Host: That's right! Then they say that ℱ 𝑖 ( 𝐴 ) corresponds to ℱ 𝑗 ( 𝐵 ). They define 𝐓 ( 𝐴 → 𝐵 ). This is where 𝑘 comes in, the top-𝑘 operator. In the paper, 𝑘 = 1. This many-to-one matching extends the one-to-one approach from prior work. It extends previous work. The equation handles many-to-many cases. But the paper focuses on many-to-one as a substantial extension of previous work.
Guest: Got it. So, they're extending previous research that focused on one-to-one mappings between features. Now, they're exploring many-to-one mappings, which means that multiple features in layer A can map to a single feature in layer B. Does this imply that the features in layer A can be thought of as components of one feature in layer B?
Host: In some sense, yes. It can mean that several features might be combined. Their technique assumes SAEs are trained on hidden states whose structure is aligned. If the hidden states are not aligned, the method cannot be applied. The distribution of data also affects these results.

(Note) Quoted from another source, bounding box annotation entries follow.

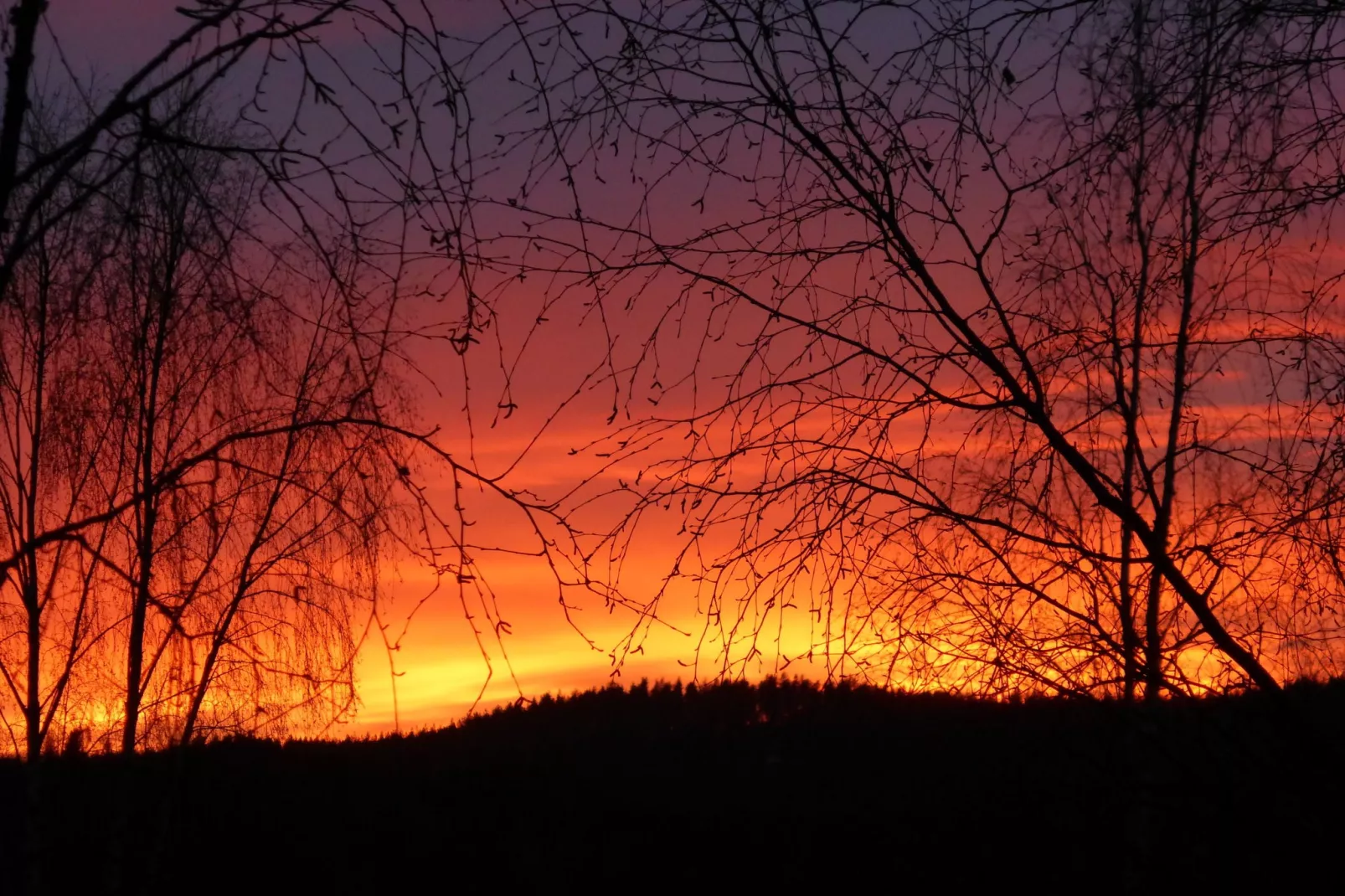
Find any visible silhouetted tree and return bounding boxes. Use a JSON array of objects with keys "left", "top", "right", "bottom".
[
  {"left": 464, "top": 0, "right": 1345, "bottom": 697},
  {"left": 0, "top": 0, "right": 584, "bottom": 758}
]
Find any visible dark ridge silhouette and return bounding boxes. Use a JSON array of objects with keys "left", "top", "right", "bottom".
[{"left": 0, "top": 681, "right": 1345, "bottom": 893}]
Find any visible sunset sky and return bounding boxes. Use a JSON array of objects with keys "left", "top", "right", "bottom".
[
  {"left": 21, "top": 0, "right": 726, "bottom": 734},
  {"left": 21, "top": 0, "right": 1341, "bottom": 734}
]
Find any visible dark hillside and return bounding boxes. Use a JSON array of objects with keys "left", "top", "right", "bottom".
[{"left": 0, "top": 682, "right": 1345, "bottom": 893}]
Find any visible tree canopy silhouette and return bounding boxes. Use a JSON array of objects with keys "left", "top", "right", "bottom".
[{"left": 461, "top": 0, "right": 1345, "bottom": 698}]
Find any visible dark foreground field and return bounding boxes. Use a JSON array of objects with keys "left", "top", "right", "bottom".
[{"left": 0, "top": 682, "right": 1345, "bottom": 893}]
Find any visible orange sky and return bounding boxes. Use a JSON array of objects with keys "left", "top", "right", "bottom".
[{"left": 31, "top": 0, "right": 1345, "bottom": 734}]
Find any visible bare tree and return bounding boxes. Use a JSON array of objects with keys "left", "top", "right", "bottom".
[
  {"left": 464, "top": 0, "right": 1342, "bottom": 697},
  {"left": 0, "top": 0, "right": 591, "bottom": 758}
]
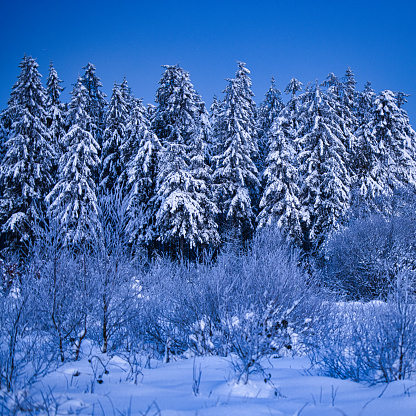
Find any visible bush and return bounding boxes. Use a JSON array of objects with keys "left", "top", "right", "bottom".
[
  {"left": 309, "top": 278, "right": 416, "bottom": 383},
  {"left": 323, "top": 214, "right": 416, "bottom": 301}
]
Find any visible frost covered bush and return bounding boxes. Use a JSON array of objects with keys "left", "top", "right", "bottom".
[
  {"left": 309, "top": 276, "right": 416, "bottom": 383},
  {"left": 221, "top": 228, "right": 318, "bottom": 382},
  {"left": 323, "top": 213, "right": 416, "bottom": 300},
  {"left": 137, "top": 224, "right": 317, "bottom": 370},
  {"left": 0, "top": 272, "right": 53, "bottom": 391}
]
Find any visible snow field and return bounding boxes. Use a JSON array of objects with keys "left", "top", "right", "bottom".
[{"left": 5, "top": 348, "right": 416, "bottom": 416}]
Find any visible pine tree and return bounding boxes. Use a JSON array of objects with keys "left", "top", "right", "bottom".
[
  {"left": 354, "top": 90, "right": 416, "bottom": 210},
  {"left": 46, "top": 78, "right": 101, "bottom": 249},
  {"left": 356, "top": 82, "right": 376, "bottom": 129},
  {"left": 46, "top": 62, "right": 65, "bottom": 163},
  {"left": 120, "top": 100, "right": 161, "bottom": 251},
  {"left": 81, "top": 63, "right": 107, "bottom": 148},
  {"left": 0, "top": 56, "right": 55, "bottom": 250},
  {"left": 214, "top": 62, "right": 260, "bottom": 243},
  {"left": 296, "top": 81, "right": 351, "bottom": 251},
  {"left": 257, "top": 77, "right": 284, "bottom": 174},
  {"left": 257, "top": 80, "right": 307, "bottom": 245},
  {"left": 99, "top": 83, "right": 130, "bottom": 191},
  {"left": 152, "top": 65, "right": 218, "bottom": 256}
]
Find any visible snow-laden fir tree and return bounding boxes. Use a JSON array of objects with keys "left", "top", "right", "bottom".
[
  {"left": 46, "top": 62, "right": 65, "bottom": 163},
  {"left": 256, "top": 77, "right": 284, "bottom": 175},
  {"left": 356, "top": 82, "right": 376, "bottom": 130},
  {"left": 121, "top": 100, "right": 161, "bottom": 251},
  {"left": 341, "top": 67, "right": 358, "bottom": 133},
  {"left": 257, "top": 80, "right": 306, "bottom": 244},
  {"left": 354, "top": 90, "right": 416, "bottom": 214},
  {"left": 0, "top": 56, "right": 55, "bottom": 250},
  {"left": 99, "top": 83, "right": 130, "bottom": 192},
  {"left": 81, "top": 63, "right": 107, "bottom": 148},
  {"left": 46, "top": 78, "right": 101, "bottom": 249},
  {"left": 152, "top": 65, "right": 219, "bottom": 256},
  {"left": 213, "top": 62, "right": 260, "bottom": 244},
  {"left": 296, "top": 81, "right": 351, "bottom": 251}
]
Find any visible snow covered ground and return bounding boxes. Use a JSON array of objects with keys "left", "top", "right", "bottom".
[{"left": 0, "top": 342, "right": 416, "bottom": 416}]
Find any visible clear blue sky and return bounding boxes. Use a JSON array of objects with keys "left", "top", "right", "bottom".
[{"left": 0, "top": 0, "right": 416, "bottom": 122}]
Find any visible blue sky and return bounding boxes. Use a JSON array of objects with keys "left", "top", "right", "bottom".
[{"left": 0, "top": 0, "right": 416, "bottom": 122}]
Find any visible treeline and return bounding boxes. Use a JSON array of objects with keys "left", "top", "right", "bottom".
[{"left": 0, "top": 56, "right": 416, "bottom": 259}]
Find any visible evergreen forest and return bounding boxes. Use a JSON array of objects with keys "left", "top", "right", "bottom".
[{"left": 0, "top": 56, "right": 416, "bottom": 400}]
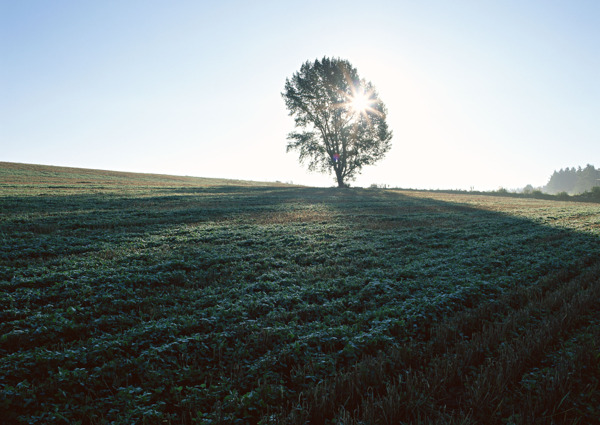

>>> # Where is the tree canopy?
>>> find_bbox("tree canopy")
[282,57,392,187]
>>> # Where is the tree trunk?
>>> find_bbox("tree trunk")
[335,170,348,187]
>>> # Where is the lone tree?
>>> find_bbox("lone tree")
[281,57,392,187]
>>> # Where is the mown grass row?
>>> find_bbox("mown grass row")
[278,260,600,424]
[0,166,600,425]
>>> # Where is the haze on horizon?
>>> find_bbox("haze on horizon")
[0,0,600,190]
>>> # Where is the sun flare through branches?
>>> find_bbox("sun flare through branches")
[348,88,374,115]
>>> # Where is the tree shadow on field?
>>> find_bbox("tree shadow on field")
[0,186,600,424]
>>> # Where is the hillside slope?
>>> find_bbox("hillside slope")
[0,162,287,189]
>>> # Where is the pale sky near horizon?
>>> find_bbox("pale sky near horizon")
[0,0,600,190]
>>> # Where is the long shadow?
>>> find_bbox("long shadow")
[0,186,600,422]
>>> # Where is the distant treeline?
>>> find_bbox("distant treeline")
[544,164,600,195]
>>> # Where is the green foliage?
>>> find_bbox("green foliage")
[545,164,600,194]
[282,57,392,187]
[0,164,600,424]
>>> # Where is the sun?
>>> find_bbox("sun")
[348,89,373,115]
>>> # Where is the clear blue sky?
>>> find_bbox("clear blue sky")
[0,0,600,190]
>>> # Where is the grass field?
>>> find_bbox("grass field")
[0,163,600,425]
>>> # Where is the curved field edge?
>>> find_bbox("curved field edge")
[0,175,600,424]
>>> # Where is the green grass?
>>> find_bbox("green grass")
[0,163,600,424]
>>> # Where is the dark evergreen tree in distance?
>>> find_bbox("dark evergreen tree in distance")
[281,57,392,187]
[544,164,600,195]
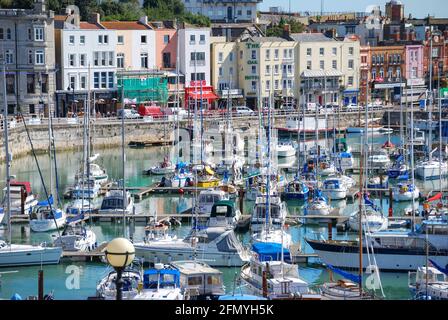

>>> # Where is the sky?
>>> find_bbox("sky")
[259,0,448,18]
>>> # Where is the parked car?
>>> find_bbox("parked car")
[117,109,140,119]
[232,106,255,116]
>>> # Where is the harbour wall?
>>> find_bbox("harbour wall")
[0,110,388,161]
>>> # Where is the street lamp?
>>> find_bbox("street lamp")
[105,238,135,300]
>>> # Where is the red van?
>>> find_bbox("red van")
[138,105,164,118]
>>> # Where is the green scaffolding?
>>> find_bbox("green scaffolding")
[117,74,168,104]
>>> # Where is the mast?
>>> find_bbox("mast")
[3,60,12,245]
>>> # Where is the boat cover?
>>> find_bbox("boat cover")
[252,242,291,261]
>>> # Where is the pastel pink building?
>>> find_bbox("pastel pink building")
[150,21,177,70]
[405,45,424,85]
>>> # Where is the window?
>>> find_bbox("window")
[79,75,87,89]
[79,54,86,67]
[140,53,148,68]
[93,52,100,66]
[26,74,35,93]
[348,77,353,86]
[101,72,107,89]
[93,72,100,89]
[28,50,33,64]
[117,53,124,68]
[5,50,14,64]
[108,72,114,88]
[252,66,257,74]
[34,27,44,41]
[35,50,45,64]
[6,74,16,94]
[68,53,75,67]
[348,59,354,69]
[109,51,114,66]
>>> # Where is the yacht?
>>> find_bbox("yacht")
[0,240,62,267]
[240,243,321,300]
[306,219,448,271]
[170,260,225,300]
[134,227,252,267]
[408,266,448,300]
[392,183,420,201]
[133,263,185,300]
[250,195,288,232]
[3,181,38,215]
[52,222,97,252]
[30,206,67,232]
[415,160,448,180]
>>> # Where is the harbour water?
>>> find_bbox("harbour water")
[0,135,446,299]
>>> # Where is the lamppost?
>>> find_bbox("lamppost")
[105,238,135,300]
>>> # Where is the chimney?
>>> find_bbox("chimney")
[138,16,148,25]
[283,24,291,39]
[88,12,101,24]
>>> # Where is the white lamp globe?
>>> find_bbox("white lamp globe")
[105,238,135,268]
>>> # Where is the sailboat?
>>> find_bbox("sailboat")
[0,64,62,267]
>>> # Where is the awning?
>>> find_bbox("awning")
[188,91,219,100]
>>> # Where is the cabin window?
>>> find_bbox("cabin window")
[188,276,202,286]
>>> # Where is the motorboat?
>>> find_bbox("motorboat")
[277,143,296,158]
[133,263,185,300]
[30,206,67,232]
[96,261,143,300]
[250,195,288,232]
[322,177,348,200]
[282,179,310,200]
[415,160,448,180]
[348,207,389,232]
[170,260,225,300]
[306,219,448,271]
[0,240,62,267]
[240,242,321,300]
[392,183,420,201]
[3,180,38,215]
[52,222,97,252]
[98,189,135,215]
[408,266,448,300]
[134,227,249,267]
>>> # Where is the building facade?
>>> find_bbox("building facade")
[0,0,56,115]
[182,0,262,22]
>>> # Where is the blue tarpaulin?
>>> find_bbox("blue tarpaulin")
[327,264,361,283]
[429,259,448,276]
[252,242,291,261]
[37,195,54,207]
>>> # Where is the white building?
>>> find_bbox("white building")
[178,26,211,87]
[182,0,262,22]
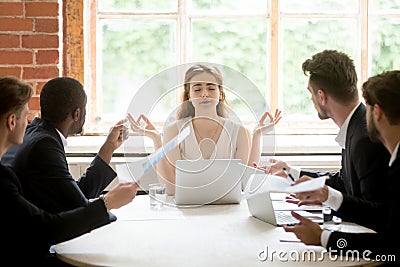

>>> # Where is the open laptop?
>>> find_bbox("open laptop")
[247,192,323,226]
[175,159,245,206]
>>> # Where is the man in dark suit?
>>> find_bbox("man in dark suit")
[0,76,138,267]
[2,77,126,214]
[271,50,390,226]
[285,70,400,266]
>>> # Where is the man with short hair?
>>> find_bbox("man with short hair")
[284,70,400,263]
[2,77,126,215]
[271,50,390,228]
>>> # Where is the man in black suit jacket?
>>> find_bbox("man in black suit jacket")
[271,50,390,227]
[285,70,400,264]
[0,76,138,267]
[2,77,125,215]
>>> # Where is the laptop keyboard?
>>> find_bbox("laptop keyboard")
[275,211,299,225]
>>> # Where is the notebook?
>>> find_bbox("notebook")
[247,192,323,226]
[175,159,245,206]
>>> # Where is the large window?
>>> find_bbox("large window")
[85,0,400,133]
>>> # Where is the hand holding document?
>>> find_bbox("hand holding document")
[247,174,327,199]
[115,127,190,182]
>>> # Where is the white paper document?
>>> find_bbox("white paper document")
[115,127,190,182]
[246,174,327,197]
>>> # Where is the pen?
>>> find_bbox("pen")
[283,168,294,182]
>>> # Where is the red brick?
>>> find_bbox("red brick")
[22,34,58,48]
[0,17,33,31]
[0,51,33,64]
[0,67,21,78]
[36,82,46,95]
[22,66,59,80]
[0,2,24,16]
[36,50,60,64]
[28,96,40,110]
[0,34,20,48]
[35,19,58,33]
[25,2,58,17]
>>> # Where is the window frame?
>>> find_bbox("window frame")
[63,0,399,135]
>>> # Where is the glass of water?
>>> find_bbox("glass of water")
[149,183,167,209]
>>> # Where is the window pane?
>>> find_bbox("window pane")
[192,0,268,12]
[280,19,358,115]
[192,19,269,120]
[279,0,358,14]
[98,0,178,12]
[369,0,400,12]
[99,19,176,120]
[369,18,400,75]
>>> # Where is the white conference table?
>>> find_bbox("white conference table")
[55,195,376,267]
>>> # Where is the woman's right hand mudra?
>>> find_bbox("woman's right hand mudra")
[127,113,161,140]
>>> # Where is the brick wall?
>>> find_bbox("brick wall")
[0,0,60,120]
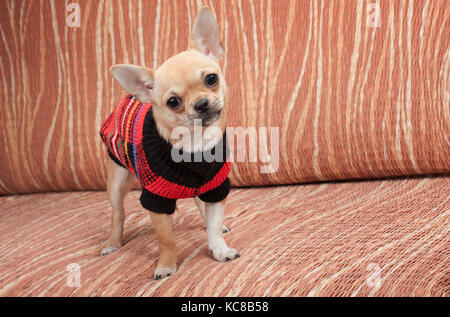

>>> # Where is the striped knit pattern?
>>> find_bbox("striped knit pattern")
[0,177,450,296]
[100,95,230,199]
[100,95,143,173]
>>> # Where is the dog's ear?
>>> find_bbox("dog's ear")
[189,7,225,59]
[109,64,155,102]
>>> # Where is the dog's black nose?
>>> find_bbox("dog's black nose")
[194,98,209,113]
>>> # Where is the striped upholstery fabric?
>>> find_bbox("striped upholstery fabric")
[0,177,450,296]
[0,0,450,194]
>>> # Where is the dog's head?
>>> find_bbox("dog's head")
[110,7,226,139]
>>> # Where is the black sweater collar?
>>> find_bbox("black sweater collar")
[142,108,228,187]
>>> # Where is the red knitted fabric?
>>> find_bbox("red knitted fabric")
[100,96,230,199]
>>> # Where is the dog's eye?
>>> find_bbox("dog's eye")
[167,97,181,109]
[205,74,219,87]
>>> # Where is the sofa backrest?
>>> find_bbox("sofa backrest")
[0,0,450,194]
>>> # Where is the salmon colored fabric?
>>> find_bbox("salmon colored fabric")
[0,0,450,194]
[0,177,450,297]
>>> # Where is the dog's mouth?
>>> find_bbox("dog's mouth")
[189,109,222,127]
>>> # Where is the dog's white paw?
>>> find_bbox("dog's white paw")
[209,248,240,262]
[153,267,177,280]
[100,246,118,256]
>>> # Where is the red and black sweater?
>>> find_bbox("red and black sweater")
[100,95,230,214]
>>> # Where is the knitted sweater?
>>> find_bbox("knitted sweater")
[100,95,230,214]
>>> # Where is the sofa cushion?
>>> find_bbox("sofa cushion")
[0,0,450,194]
[0,177,450,296]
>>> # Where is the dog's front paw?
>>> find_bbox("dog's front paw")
[153,267,177,280]
[209,248,240,262]
[222,225,231,233]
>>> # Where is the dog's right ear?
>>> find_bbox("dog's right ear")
[109,64,155,103]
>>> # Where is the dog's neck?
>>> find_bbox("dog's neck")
[154,109,225,152]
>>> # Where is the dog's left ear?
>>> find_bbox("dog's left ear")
[109,64,155,102]
[189,7,225,59]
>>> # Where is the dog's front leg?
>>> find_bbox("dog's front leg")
[205,200,240,262]
[150,212,177,280]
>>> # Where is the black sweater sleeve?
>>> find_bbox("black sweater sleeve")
[139,187,177,215]
[198,177,230,203]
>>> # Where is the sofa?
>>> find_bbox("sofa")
[0,0,450,297]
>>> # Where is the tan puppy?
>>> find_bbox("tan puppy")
[101,7,239,279]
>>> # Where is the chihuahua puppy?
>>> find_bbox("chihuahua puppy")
[100,7,239,279]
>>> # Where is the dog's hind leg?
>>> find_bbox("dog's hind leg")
[101,160,135,255]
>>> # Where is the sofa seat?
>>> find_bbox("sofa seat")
[0,177,450,296]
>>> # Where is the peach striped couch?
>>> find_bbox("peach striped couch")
[0,0,450,296]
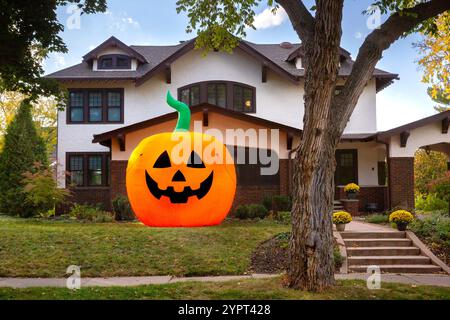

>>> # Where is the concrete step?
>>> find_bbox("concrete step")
[347,247,420,257]
[347,256,431,266]
[348,264,441,273]
[344,238,411,247]
[341,231,406,239]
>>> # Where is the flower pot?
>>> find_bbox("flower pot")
[347,192,358,199]
[396,222,408,231]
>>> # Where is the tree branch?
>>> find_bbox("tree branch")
[330,0,450,136]
[276,0,315,42]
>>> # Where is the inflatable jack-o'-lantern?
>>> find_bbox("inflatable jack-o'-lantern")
[126,92,236,227]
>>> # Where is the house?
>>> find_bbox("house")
[47,37,450,210]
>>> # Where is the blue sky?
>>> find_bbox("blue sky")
[44,0,440,130]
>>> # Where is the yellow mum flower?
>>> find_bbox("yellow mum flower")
[333,211,352,224]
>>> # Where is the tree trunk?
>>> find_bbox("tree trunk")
[288,0,343,291]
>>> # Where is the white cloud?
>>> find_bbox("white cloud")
[253,7,288,29]
[104,11,141,32]
[50,53,67,67]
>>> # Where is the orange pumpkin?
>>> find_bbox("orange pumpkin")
[126,93,236,227]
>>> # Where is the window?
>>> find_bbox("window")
[208,83,227,108]
[97,54,131,70]
[69,92,84,122]
[334,149,358,185]
[67,89,124,123]
[180,86,200,106]
[233,85,255,112]
[232,146,280,187]
[107,92,122,122]
[89,92,103,122]
[178,81,256,112]
[67,152,111,187]
[68,156,84,186]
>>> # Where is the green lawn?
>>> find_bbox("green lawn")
[0,278,450,300]
[0,216,289,277]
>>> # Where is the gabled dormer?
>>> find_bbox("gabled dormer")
[83,37,148,71]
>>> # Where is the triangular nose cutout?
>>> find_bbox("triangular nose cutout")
[172,170,186,181]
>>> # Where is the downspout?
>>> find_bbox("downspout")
[375,135,391,209]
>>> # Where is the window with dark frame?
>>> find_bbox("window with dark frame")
[67,89,124,123]
[97,54,131,70]
[178,81,256,113]
[68,155,84,186]
[233,84,254,112]
[69,91,84,122]
[227,146,280,187]
[208,83,227,108]
[334,149,358,185]
[67,152,111,187]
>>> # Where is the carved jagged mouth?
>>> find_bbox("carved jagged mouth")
[145,171,214,203]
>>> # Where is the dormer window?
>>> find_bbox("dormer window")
[98,54,131,70]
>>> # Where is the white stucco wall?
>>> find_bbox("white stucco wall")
[389,121,450,157]
[58,49,376,186]
[338,141,386,186]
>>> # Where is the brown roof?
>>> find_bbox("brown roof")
[378,110,450,140]
[92,103,302,143]
[46,37,398,91]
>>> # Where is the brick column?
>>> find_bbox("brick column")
[110,160,128,200]
[389,157,414,209]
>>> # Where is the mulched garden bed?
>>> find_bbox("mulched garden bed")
[250,233,342,274]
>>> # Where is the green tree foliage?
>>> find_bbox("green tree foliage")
[0,100,48,217]
[414,149,447,194]
[22,163,70,215]
[0,0,106,97]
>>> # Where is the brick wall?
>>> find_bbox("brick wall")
[110,160,128,199]
[389,157,414,209]
[334,186,388,211]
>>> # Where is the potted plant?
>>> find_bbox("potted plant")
[389,210,414,231]
[344,183,360,199]
[333,211,352,231]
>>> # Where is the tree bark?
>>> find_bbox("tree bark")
[288,0,343,291]
[277,0,450,291]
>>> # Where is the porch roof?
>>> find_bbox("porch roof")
[92,103,302,144]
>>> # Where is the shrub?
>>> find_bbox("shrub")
[272,195,292,212]
[112,195,135,221]
[261,195,273,211]
[235,204,269,219]
[389,210,414,223]
[248,203,269,219]
[276,211,292,224]
[0,100,48,217]
[333,245,344,271]
[409,212,450,247]
[69,204,113,222]
[344,183,360,193]
[365,214,389,224]
[415,193,448,212]
[333,211,352,224]
[22,163,70,216]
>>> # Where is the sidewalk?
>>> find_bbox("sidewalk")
[0,273,450,288]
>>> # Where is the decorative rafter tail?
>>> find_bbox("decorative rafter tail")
[167,91,191,131]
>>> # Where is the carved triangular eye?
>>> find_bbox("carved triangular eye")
[187,151,205,168]
[153,151,171,168]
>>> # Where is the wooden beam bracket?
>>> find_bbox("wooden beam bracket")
[442,117,450,134]
[164,64,172,84]
[400,131,410,148]
[117,133,125,151]
[203,108,209,127]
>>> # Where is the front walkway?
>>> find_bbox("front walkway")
[0,273,450,288]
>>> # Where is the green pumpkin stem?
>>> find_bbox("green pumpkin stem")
[167,91,191,131]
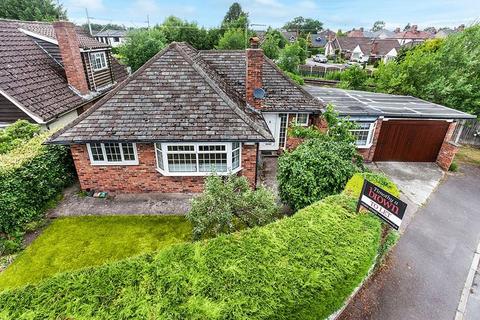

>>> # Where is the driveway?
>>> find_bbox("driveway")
[342,165,480,320]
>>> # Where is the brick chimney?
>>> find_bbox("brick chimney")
[53,21,89,95]
[245,37,263,109]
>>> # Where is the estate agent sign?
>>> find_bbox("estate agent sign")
[357,180,407,230]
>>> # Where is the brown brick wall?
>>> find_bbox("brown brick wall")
[245,49,263,110]
[53,21,89,94]
[71,144,257,193]
[437,122,458,170]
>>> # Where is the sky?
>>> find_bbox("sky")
[62,0,480,31]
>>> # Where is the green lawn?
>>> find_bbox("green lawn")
[0,216,192,290]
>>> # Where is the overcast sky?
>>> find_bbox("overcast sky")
[63,0,480,30]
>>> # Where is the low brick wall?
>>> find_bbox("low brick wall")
[71,144,257,193]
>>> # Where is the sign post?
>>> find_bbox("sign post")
[357,179,407,230]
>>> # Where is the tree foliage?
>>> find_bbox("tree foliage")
[374,25,480,116]
[283,16,323,34]
[187,175,278,240]
[216,29,245,50]
[118,28,166,71]
[0,0,67,21]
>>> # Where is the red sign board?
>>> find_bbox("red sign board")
[357,180,407,230]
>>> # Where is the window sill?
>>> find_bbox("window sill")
[90,161,138,166]
[155,167,243,177]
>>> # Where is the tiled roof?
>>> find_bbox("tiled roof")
[0,20,125,122]
[51,43,273,144]
[16,21,109,49]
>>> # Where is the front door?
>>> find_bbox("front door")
[260,112,280,151]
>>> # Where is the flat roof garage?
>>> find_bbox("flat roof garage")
[305,85,475,169]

Guest: I see. So, they're relying on the assumption that the hidden states in different layers have a similar structure, so that comparing the decoder weights makes sense. And you also need to be careful about the data distribution, as that can affect the results. The hidden states are usually aligned to run the SAE's. Can you describe in more detail how they track the evolution of the feature after matching?
Host: host
Guest: So, the four main computational points they are looking at are the input and outputs of each layer and module. Then they calculate the maximum cosine similarity to infer how the feature relates to the previous layer or modules. What are the 4 possibilities the paper mentions?
Host: The four possibilities based on the similarity scores are: A) High 𝑠 ( 𝑅 ) and low 𝑠 ( 𝑀 ), 𝑠 ( 𝐴 ): The feature likely existed in 𝑅 𝐿 −1 and was translated to 𝑅 𝐿 . B) High 𝑠 ( 𝑅 ) and high 𝑠 ( 𝑀 ) or 𝑠 ( 𝐴 ): The feature was likely processed by the MLP or attention. C) Low 𝑠 ( 𝑅 ) but high 𝑠 ( 𝑀 ) or 𝑠 ( 𝐴 ): The feature may be newborn, created by the MLP or attention. D) Low 𝑠 ( 𝑅 ) and low 𝑠 ( 𝑀 ), 𝑠 ( 𝐴 ): The feature cannot be easily explained by maximum cosine similarity alone. The threshold for high and low are specific for each layer.
Guest: Okay, that makes sense. So, they're using the cosine similarity scores to categorize each feature based on its relationship to the previous layer and the MLP and attention modules. What's the reasoning for the low 𝑠 ( 𝑅 ) but high 𝑠 ( 𝑀 ) or 𝑠 ( 𝐴 ) case?
Host: The reasoning is that a low score on 𝑠 ( 𝑅 ) means that the feature is not strongly related to the previous layer's output. But a high score on 𝑠 ( 𝑀 ) or 𝑠 ( 𝐴 ) means that it's strongly related to the MLP or attention module. It suggests that the feature wasn't present in the previous layer but was created or significantly modified by the MLP or attention module in the current layer. Thus, the feature may be newborn, created by the MLP or attention. The model may be creating a new feature.